After a week's sojourn in the Kinderklinik , instead of the usual round of caregivers, we were assigned a few nurses whose English, though not impeccable, could make do. The best of these was Sylvia, a friendly woman with dancing eyes, who spoke with a fluency and humor that immediately put me at ease, despite the wires and tubes that invaded my son's tiny body.
Sylvia took the time to help me understand the notations on the seemingly inscrutable hospital chart. On days when she was responsible for other patients, she would forgo her cigarette break to check up on us. And when the other nurses failed to comprehend my questions, she gladly acted as my champion, translating both my language and emotions without effort, using those critical words I seemed incapable of finding.
But most important, she treated us with utter kindness. As she cared for my baby, Sylvia would call him mein Schatz (my treasure) in a singsong voice, and it seemed to me that she truly meant it. And as I stood watch over him each day, she never failed to offer her assistance or stop by for a chat.
After a few weeks, it seemed there was nothing that Sylvia and I couldn't talk about. Astonishingly, our language differences seemed only to fuel conversation, our missteps directing us to topics we might not have found otherwise. And this gift, these innocuous discussions about music, travel and life, made me feel more at home in the sterile environment of the neonatal ICU.
One day, after a visit from my husband in uniform, Sylvia came in to check on my son.
"Your husband," she asked as she tested the baby's reflexes, "will he go to Iraq?"
It's a common enough question these days, but my husband's job and the war were among the few things that Sylvia and I had not talked about. I replied that he had just returned from deployment in Baghdad and probably would go back eventually.
"Ah," she said. "I am Iraqi, you know."
I did not know. Though Sylvia's dark hair and eyes didn't match the blond, blue-eyed stereotype of old, I had been in Germany long enough to see that Germans come in all shades and ethnicities. That she was of another nationality simply hadn't occurred to me.
As I listened to Sylvia speak of her homeland, I desperately wanted to ask her view of the war. Did she find America's actions in Iraq justified? Or did she condemn the fight, vilifying the policies executed by soldiers like my husband? I wanted to inquire, to start a dialogue, yet once again I could not find the words.
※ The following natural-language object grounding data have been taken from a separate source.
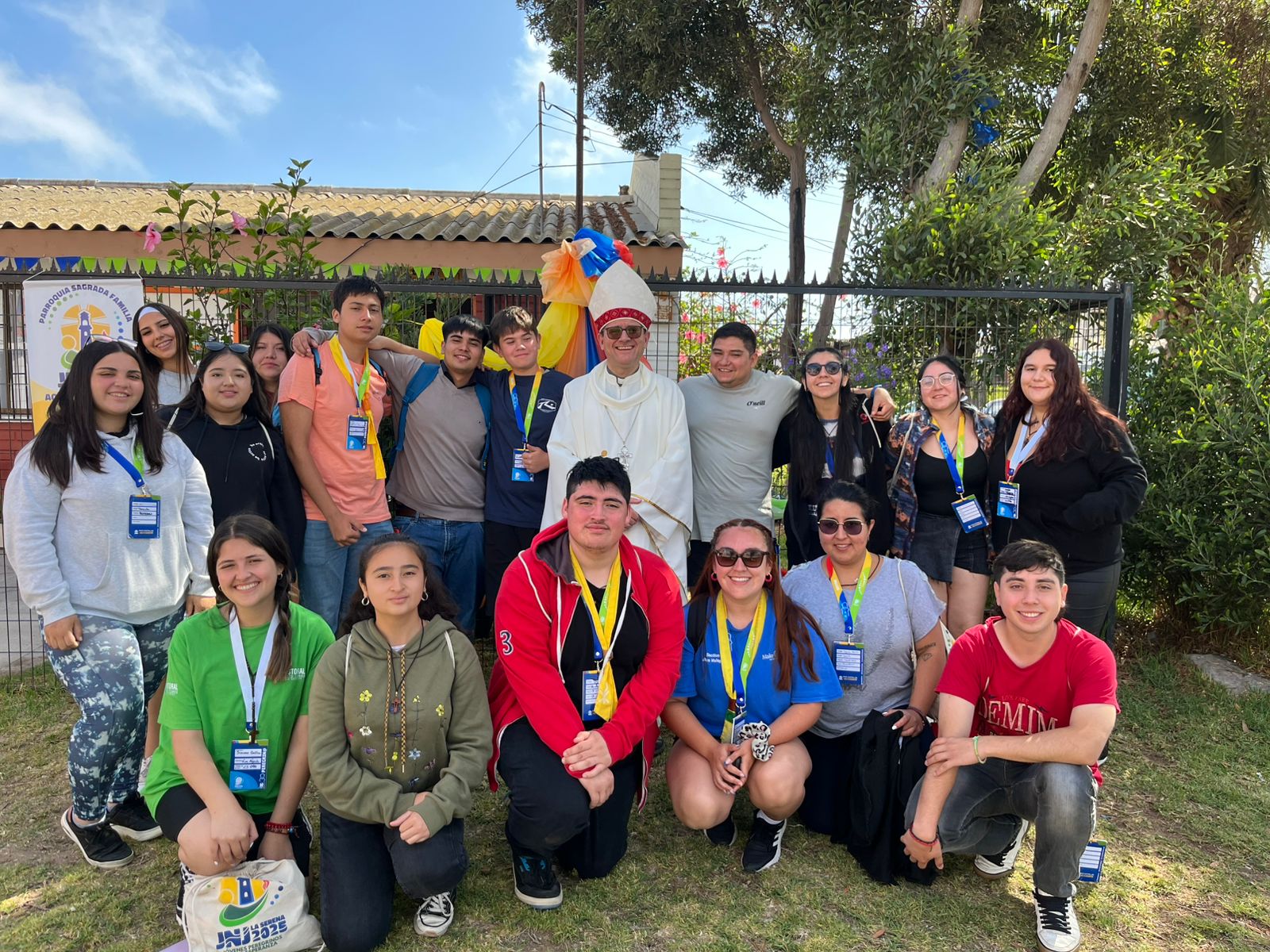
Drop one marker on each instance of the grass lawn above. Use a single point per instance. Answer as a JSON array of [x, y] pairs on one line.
[[1184, 810]]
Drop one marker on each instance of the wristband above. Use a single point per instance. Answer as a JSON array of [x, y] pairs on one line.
[[924, 842]]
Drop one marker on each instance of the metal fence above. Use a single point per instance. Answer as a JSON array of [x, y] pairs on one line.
[[884, 333]]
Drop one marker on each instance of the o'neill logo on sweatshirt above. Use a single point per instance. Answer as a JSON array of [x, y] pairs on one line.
[[1016, 715]]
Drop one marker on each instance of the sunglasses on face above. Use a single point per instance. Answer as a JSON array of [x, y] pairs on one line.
[[752, 558], [632, 330], [215, 347], [945, 380], [829, 527], [831, 367]]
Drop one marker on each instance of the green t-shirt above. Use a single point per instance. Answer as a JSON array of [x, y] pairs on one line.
[[203, 695]]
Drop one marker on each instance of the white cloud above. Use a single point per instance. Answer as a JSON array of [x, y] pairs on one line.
[[216, 86], [35, 112]]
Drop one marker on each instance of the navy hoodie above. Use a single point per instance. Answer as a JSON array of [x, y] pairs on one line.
[[248, 471]]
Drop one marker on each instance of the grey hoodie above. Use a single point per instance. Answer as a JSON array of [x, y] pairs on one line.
[[448, 727], [70, 549]]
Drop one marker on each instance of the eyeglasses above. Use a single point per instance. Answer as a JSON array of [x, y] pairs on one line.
[[832, 367], [752, 558], [944, 380], [215, 347], [829, 527], [633, 330]]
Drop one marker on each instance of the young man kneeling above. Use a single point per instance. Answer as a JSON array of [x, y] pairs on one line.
[[1026, 706]]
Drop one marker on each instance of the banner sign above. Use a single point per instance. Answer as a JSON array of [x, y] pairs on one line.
[[64, 315]]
Part of me held back because I was afraid to somehow offend this woman who had so willingly stepped forward as my ally. I was frightened that by opening that particular Pandora's box I might alter our relationship for the worse, potentially affecting my son's care. But largely, I did not speak up because I knew I would be expected to reciprocate. I could not bring myself to enter a conversation that might lead me, a soldier's wife, to admit my reservations about the war and my husband's role in it.
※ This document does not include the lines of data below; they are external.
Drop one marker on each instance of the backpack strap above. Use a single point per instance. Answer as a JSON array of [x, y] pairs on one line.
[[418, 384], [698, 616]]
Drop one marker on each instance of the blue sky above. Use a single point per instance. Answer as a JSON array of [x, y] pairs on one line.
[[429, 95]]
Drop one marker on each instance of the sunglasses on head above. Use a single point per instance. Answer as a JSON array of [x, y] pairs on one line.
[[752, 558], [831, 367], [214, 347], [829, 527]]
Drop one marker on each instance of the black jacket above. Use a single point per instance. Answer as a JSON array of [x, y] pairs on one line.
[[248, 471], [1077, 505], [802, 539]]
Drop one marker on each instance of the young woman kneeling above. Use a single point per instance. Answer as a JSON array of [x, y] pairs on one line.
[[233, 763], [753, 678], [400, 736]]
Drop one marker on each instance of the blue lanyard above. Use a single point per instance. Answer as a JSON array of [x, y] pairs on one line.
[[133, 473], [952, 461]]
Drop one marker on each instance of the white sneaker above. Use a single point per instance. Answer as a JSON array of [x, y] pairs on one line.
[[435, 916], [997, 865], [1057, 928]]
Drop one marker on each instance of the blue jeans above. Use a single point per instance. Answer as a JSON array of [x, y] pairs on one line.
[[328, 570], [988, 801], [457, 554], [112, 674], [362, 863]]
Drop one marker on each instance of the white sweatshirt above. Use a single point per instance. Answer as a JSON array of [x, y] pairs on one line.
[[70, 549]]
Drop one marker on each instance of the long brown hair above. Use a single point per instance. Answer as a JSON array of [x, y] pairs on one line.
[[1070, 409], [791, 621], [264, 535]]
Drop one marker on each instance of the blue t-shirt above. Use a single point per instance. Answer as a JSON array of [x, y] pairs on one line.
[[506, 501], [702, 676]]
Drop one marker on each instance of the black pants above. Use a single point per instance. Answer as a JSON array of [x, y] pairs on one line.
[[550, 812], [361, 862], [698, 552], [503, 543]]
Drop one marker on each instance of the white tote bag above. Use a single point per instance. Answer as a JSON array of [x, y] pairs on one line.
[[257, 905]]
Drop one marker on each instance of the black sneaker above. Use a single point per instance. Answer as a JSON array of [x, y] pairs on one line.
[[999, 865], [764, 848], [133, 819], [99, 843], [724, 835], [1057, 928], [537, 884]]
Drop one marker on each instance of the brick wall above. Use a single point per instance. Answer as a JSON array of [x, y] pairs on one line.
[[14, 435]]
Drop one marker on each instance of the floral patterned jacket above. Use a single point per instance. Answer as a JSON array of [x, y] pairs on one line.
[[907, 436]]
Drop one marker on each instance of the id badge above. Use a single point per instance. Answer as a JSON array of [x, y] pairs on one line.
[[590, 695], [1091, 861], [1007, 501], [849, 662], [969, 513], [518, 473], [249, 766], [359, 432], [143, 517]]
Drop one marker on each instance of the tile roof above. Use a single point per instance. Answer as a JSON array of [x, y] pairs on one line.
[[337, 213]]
Funny how during this time it was always the words that I could not say that had the most influence on my life: as a foreigner, as a new mother and as the wife of a soldier during a time of war.
As my son's first birthday approaches, I am planning to return to the Kinderklinik. I would like to donate some of his old clothes and, yes, to show him off. I have been studying my German dutifully in anticipation of this visit, learning the appropriate phrases to express my gratitude as well as discuss the advances in my baby's Entwicklung (development). In particular, I intend to thank Sylvia again for all of her kindnesses, and hopefully take her out for a drink.
Over a glass of wine, after we've traded our most recent histories and adventures, I would like to think I will finally take the opportunity to ask her thoughts on the war. But I know that I probably will not. Even after so much has been said and done, I find myself still hesitant, the courage and words still unfound.